The Last Guardian will ich einfach nicht aufgeben, aber länger als 30 Min. am Stück schaff ich nie, bevor ich jedes mal vollkommen entnervt ausschalten muss.
Ein brutales Manko, welches allein für mich schon ausreicht, um keinen Platin-Award zu vergeben ^^
Wie muecke-the-lietz bereit schrieb - im Jahre 2017 muss sowas nicht mehr sein.
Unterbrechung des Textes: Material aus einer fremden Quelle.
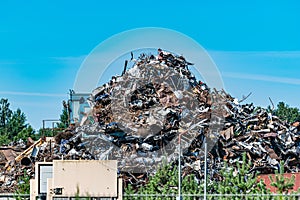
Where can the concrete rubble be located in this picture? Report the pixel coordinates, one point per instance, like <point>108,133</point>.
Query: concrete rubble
<point>162,100</point>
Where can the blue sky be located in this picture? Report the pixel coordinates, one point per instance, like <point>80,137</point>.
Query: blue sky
<point>255,45</point>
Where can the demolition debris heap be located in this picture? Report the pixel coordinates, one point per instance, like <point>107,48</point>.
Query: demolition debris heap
<point>136,118</point>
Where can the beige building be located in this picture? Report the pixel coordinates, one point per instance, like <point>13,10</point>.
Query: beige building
<point>62,179</point>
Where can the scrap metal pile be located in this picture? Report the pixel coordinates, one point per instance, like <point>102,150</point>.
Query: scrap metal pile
<point>138,116</point>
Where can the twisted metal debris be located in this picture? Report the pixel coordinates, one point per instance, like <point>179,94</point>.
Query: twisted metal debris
<point>136,118</point>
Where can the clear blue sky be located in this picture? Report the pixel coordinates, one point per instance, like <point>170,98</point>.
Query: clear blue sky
<point>255,45</point>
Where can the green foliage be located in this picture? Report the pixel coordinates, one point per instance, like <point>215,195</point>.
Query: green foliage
<point>284,112</point>
<point>13,125</point>
<point>64,118</point>
<point>5,112</point>
<point>23,184</point>
<point>240,181</point>
<point>281,183</point>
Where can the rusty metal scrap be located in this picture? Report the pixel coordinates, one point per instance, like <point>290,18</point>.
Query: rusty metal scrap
<point>155,112</point>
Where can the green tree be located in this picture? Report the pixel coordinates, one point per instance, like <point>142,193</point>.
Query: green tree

muecke-the-lietz schrieb am
siebensus4 hat geschrieben: ?
26.07.2017 01:38
Gibson_Rickenbacker hat geschrieben: ?
24.07.2017 21:06
Ich wollte mich auf das Spiel einlassen, eintauchen wollte ich in eine mir fremde Welt, Abenteuer jenseits der Vorstellungskraft erleben um dem menschlichen Dasein zu entfliehen.... "Fuchur" aus "Eine unendliche Geschichte" , ähm "The Last Guardian", sollte mein virtueller Freund werden...Leider kam es bisher nicht dazu....
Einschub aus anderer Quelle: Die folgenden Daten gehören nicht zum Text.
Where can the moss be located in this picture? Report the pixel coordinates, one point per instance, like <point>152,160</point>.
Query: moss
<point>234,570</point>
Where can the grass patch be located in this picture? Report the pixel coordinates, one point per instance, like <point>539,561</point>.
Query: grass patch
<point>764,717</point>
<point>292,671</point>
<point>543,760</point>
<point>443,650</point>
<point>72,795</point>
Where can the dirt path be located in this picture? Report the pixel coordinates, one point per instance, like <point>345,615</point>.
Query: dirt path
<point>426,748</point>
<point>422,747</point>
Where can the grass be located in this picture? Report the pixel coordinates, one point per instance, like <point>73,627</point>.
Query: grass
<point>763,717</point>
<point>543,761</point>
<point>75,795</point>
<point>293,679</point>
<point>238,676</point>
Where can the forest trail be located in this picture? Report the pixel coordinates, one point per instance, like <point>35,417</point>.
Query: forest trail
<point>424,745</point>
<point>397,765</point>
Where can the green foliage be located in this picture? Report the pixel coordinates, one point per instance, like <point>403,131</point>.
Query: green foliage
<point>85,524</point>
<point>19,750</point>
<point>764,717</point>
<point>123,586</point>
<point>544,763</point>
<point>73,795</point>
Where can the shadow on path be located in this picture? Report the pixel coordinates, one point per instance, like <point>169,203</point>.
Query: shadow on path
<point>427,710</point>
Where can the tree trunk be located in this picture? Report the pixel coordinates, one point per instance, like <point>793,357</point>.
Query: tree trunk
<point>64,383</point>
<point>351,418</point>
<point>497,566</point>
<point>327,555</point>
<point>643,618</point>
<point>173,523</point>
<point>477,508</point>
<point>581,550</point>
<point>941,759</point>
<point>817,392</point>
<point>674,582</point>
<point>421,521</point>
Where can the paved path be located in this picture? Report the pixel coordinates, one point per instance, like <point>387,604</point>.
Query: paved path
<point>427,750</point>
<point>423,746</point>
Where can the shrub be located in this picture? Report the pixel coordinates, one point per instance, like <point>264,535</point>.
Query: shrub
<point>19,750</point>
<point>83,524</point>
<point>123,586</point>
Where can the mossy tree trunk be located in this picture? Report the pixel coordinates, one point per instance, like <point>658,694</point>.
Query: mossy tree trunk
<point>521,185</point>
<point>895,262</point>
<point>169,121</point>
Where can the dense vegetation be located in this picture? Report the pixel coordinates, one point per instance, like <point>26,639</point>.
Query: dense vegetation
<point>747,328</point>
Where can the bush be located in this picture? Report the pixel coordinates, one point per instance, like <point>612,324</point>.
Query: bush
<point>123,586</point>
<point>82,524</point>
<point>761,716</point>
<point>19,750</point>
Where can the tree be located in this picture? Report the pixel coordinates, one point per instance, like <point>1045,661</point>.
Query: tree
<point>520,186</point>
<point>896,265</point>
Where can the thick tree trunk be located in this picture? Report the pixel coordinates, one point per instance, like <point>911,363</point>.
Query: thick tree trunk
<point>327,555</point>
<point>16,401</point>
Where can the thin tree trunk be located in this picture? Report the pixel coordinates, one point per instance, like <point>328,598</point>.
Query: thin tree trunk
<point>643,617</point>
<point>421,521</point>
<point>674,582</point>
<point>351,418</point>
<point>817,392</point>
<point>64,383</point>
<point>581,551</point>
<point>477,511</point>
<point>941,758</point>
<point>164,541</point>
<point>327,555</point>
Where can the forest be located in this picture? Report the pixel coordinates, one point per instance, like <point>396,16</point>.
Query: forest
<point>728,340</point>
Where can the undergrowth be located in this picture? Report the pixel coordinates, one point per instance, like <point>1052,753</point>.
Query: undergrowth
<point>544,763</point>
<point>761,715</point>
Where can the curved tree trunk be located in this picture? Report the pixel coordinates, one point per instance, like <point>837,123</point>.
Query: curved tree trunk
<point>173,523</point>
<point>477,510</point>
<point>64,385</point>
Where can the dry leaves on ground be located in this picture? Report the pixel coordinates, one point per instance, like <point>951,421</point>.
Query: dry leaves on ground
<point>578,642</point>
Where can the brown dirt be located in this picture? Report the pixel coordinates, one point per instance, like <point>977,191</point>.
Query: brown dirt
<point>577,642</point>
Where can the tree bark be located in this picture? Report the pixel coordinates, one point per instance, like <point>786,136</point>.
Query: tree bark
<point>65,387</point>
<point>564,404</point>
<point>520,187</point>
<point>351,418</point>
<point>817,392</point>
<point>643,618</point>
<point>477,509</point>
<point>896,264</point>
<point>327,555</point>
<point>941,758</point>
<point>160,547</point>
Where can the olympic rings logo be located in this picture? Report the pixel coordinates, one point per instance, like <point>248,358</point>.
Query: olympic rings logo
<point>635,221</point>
Leider ist "The Last Guardian" hoffnungslos veraltet. Und das liegt nicht mal an der Grafik, die im Grunde genommen vollkommen okay ist und stimmig wirkt, zwar nicht modern, aber der Zweck wird erfüllt. Es ist die Steuerung, das Gameplay, KI + die Kamera und das sperrige Story-Telling.
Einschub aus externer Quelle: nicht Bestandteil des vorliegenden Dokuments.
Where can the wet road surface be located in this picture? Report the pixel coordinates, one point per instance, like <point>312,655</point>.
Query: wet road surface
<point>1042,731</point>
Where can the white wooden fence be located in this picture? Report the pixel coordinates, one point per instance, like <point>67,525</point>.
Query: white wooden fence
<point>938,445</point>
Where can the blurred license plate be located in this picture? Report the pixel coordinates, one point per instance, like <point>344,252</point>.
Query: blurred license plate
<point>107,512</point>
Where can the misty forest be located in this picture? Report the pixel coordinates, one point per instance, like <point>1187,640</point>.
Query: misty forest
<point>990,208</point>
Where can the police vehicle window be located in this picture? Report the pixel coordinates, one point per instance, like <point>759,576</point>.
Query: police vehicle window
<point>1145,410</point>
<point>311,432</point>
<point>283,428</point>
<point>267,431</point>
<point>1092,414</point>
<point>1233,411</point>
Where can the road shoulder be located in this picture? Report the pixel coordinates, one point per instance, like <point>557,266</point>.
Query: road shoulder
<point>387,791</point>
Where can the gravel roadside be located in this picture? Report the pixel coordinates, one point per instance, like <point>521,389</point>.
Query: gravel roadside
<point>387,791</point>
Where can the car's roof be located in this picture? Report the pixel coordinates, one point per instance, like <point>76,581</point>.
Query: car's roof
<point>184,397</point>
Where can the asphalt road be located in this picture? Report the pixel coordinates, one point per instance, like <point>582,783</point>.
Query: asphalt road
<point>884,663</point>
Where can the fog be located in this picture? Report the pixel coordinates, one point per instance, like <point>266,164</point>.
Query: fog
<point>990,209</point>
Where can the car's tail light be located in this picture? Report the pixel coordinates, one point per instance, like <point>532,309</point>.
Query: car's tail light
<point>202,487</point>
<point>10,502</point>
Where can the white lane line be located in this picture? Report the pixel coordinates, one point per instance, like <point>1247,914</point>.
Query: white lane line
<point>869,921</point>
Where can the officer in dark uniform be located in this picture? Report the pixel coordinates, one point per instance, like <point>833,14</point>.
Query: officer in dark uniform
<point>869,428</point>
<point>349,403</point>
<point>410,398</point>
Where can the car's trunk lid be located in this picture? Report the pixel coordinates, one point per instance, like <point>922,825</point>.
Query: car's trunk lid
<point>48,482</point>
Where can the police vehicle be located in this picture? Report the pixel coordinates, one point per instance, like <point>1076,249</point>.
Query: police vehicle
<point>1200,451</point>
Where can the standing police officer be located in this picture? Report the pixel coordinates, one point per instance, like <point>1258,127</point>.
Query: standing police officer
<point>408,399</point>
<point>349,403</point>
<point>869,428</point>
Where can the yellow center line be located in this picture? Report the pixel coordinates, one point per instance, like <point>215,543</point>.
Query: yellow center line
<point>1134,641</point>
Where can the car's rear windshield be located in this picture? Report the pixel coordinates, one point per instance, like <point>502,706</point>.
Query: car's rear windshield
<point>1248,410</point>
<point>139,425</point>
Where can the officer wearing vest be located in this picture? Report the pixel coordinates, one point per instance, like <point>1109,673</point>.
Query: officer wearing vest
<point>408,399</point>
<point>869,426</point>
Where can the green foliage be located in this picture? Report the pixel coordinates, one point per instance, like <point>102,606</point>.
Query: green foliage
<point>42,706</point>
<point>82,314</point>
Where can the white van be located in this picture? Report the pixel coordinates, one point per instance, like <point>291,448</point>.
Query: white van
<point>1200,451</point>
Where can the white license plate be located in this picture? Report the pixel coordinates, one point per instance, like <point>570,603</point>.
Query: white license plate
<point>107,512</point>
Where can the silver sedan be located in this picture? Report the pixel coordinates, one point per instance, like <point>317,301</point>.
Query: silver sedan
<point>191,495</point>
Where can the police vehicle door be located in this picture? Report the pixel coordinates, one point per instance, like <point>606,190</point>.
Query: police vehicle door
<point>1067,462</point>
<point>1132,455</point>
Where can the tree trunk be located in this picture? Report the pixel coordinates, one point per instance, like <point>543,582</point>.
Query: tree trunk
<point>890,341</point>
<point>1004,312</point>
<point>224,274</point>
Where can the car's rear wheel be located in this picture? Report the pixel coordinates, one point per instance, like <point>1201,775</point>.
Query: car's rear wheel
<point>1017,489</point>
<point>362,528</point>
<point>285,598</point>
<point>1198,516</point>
Ich habe nichts gegen subjektive Wertungen und Meinungen, dafür sind Leser-Tests da, aber eine 91er Wertung raushauen ist dann doch zuviel des guten in Anbetracht der ganzen Mängel die das Spiel hat.
Würde Jörg zum jetztigen Zeitpunkt genaussoviel Points vergeben? Ich respektiere seine Wertung, aber ist seine Aufgabe auch nicht, halbwegs Objektiv ranzugehen, trotz allerlei Herzensangelegenheiten? Bitte mehr Objektivität und Neutralität, dafür sollten Spiele magazine doch da sein, wie früher um die Kaufentscheidung zu erleichtern....Wenn ich subjektive Meinungen lesen will über ein Spiel, geh ich ins Forum oder lese fundierte Leser-Tests....
Alle Ueda-Spiele sind...
Flojoe schrieb am
Stalkingwolf hat geschrieben: ?
26.07.2017 10:04
Ich vergleiche ja immer gern 4Players mit Metacritics. Da erkennt man eigentlich wie gut 4Players immer drüber oder drunter schießt.
Genau wie 25 andere Spiele-Magazine.